İsviçre'den Peter Cunz, belgeseldeki konuşmasında, Konya'ya ilk kez öğrencilik yıllarında geldiğini belirterek, şu bilgileri veriyor:
''Arkadaşlarla Mevlana Müzesi'ni ziyaret ettik. Müzeye girince bir anda kalbimin çarpıntılarını duydum. Kendimi farklı bir atmosferde buldum. İsviçre'ye döndüğümde aklım burada kaldı. Birkaç kez rüyamda türbeyi gördüm. Bir süre sonra Konya'ya yine geldim ve Mevlana'yı araştırdım. Mevlana'yı araştırırken aslında İslam'ı araştırdığımı anladım. Mevlana'nın felsefesi İslam'ın kendisidir. Mevlana, İslam'dan farklı bir şey söylemiyordu. İsviçre'ye dönüşte araştırmaya devam ettim. Müslüman olmaya karar verdim.
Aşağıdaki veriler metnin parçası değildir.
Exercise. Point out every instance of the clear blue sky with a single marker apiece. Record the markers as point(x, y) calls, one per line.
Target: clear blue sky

Çünkü Mevlana'yı anlamanın yolu İslam'dan geçiyordu. 'Gel, ne olursan ol yine gel' sözü beni çok etkilemişti.''
-''ARADIĞIM CEVAPLARI İSLAM'DA BULDUM''-
Peter Cunz'un eşi Anna Regard Cunz ise kendisini Mevlana aşığı olarak tanımlıyor.
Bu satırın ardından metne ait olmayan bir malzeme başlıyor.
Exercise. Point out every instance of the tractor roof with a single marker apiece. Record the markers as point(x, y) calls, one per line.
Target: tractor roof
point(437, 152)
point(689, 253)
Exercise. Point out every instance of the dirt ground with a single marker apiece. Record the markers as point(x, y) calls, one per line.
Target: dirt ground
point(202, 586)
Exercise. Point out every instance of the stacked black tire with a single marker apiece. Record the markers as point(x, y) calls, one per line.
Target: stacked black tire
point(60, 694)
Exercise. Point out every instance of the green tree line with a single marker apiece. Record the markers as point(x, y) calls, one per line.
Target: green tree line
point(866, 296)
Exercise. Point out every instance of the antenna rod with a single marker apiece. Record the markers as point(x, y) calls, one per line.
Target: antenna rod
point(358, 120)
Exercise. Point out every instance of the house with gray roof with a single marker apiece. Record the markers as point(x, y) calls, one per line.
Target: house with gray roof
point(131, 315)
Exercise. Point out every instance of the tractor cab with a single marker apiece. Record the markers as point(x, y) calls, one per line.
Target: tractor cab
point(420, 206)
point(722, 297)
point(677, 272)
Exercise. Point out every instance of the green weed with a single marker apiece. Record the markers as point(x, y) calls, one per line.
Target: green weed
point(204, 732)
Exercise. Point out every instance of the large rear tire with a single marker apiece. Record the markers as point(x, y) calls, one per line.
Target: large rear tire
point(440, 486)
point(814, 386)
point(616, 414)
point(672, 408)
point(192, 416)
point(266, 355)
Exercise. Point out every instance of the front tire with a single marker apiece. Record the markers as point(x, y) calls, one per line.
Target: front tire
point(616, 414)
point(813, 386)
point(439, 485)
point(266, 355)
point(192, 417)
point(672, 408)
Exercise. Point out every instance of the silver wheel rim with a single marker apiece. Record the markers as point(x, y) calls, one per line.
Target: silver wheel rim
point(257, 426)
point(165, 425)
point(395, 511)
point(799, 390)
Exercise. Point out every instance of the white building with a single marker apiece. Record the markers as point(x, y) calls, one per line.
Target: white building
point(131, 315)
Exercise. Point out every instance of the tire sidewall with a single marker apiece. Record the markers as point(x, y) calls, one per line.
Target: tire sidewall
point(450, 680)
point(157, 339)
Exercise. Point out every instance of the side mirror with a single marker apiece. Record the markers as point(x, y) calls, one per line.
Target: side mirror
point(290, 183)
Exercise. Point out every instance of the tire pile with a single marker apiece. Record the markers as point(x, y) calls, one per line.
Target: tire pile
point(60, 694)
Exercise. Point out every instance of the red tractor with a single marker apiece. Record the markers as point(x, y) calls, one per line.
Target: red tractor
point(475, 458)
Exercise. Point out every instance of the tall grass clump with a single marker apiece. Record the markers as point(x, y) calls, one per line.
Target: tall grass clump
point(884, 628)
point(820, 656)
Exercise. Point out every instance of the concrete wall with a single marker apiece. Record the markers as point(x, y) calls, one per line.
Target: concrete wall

Daha önce tutucu Hristiyan olduğunu ifade eden Cunz ise belgeselde şunları belirtiyor:
''Zamanla bazı sorularımın cevabını Hristiyanlıkta bulamadım. Eşimden de etkilenerek İslamı ve Mevlana'yı inceledim. Aradığım cevapları İslam'da buldum. Son dönemlerde İslam'a yönelik eleştirilere çok üzülüyorum. Avrupa'da insanların kafasında çok farklı bir İslam var. Anlattığım ile kendi bildikleri İslam arasında fark olduğunu söylüyorlar. İslam birdir. Önemli olan onu doğru anlamak. Yaradan'ı, yaradılanı sevmeyi Mevlana'dan öğrendik. Mevlana'yı anlamak İslam'la şereflenmek çok güzel.''
-''KONYA'YA GELİŞİM SEVİNÇ, DÖNÜŞÜM HÜZÜNDÜR''-
İsveçli Elizabeth Gubelman, daha önce Müslüman olan arkadaşları sayesinde Konya'ya geldiğini ve İslam'la tanıştığını belirtiyor.
Mevlana ve İslam'ı araştırırken sema izlediğini ifade eden Gubelman, şunları anlatıyor:
''Sema izlerken kendimi diğer işlerden soyutlayarak apayrı bir dünyada buldum. Mevlana ile İslam'ı tanıdım. Konya'ya sık sık geliyorum. Mevlana Müzesi'ni ziyaret ediyorum. Konya'ya gelişim sevinç, dönüşüm hüzündür. Mevlana'ya yakın olmak en büyük isteğimdir, karanlıktan ışığa kavuşmaktır, aşkı bulmaktır. Güzelliği ve doğruyu buldum.''
Meksikalı Federiko Stocktan, Konya'ya geliş nedeninin Mevlana'nın ruhunu ziyaret etmek olduğunu vurguluyor.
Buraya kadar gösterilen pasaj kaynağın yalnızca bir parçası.